Matías Beer
- Born: 16 December 1993 (age 32)
- Height: 1.95 m (6 ft 5 in)
- Weight: 102 kg (16 st 1 lb; 225 lb)

Rugby union career
- Position(s): Lock, Flanker

International career
- Years: Team / Apps / (Points)
- 2014-: Uruguay / 50 / (43)
- Correct as of 1 March 2016

= Matías Beer =

Uruguay international rugby union player

Matías Beer Vuco (born 16 December 1993) is a decorated Uruguayan rugby union player.

He was named in Uruguay's squad for the 2013 Junior Rugby World Cup hosted in Temuco, Chile and immediately afterwards drafted for the Uruguayan Senior National Squad after an outstanding performance.

He was named in Uruguay's squad for the 2015 Rugby World Cup and became the youngest player on the first team to play all 4 venues. He was one of the most distinguished Uruguayan players throughout the tournament catching the eye of the entire audience for his sacrifice and fierce despite his physical complexion. He retired from the National Squad in 2016 because of concussion injuries suffered during his career but continued to play in his club for an additional year.

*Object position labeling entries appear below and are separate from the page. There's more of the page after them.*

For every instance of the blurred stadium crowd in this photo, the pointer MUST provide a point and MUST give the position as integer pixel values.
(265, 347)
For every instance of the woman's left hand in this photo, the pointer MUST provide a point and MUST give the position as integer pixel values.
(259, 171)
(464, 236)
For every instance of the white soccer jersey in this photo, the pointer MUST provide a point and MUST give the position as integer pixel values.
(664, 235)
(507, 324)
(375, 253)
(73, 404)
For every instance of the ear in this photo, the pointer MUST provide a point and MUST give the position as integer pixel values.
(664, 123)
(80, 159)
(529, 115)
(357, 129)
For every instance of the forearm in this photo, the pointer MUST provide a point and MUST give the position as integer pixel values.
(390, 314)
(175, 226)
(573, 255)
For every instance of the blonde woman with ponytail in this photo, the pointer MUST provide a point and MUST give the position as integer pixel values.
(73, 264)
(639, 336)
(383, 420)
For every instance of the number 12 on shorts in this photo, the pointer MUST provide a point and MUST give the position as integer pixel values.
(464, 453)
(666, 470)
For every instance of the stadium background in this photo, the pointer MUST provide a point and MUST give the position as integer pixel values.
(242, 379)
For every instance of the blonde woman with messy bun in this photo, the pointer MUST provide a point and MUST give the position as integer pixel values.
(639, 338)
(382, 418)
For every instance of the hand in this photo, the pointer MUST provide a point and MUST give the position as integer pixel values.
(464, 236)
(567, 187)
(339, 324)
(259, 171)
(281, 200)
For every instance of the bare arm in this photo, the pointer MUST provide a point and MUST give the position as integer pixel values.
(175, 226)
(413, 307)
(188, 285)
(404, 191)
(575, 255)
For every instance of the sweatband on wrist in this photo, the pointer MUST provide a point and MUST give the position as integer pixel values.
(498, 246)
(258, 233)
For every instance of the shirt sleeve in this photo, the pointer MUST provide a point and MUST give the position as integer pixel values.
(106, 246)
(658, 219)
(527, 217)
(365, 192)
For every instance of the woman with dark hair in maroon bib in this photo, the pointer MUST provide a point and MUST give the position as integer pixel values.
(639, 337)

After only playing for a year with his club and getting to win the National Championship in 2016 as member of the first squad and referrer he was forced to retire for medical reasons because of additional severe concussion episodes. He stayed close to his club during the following years as assistant coach getting to win the National Championship in 2017 and 2019.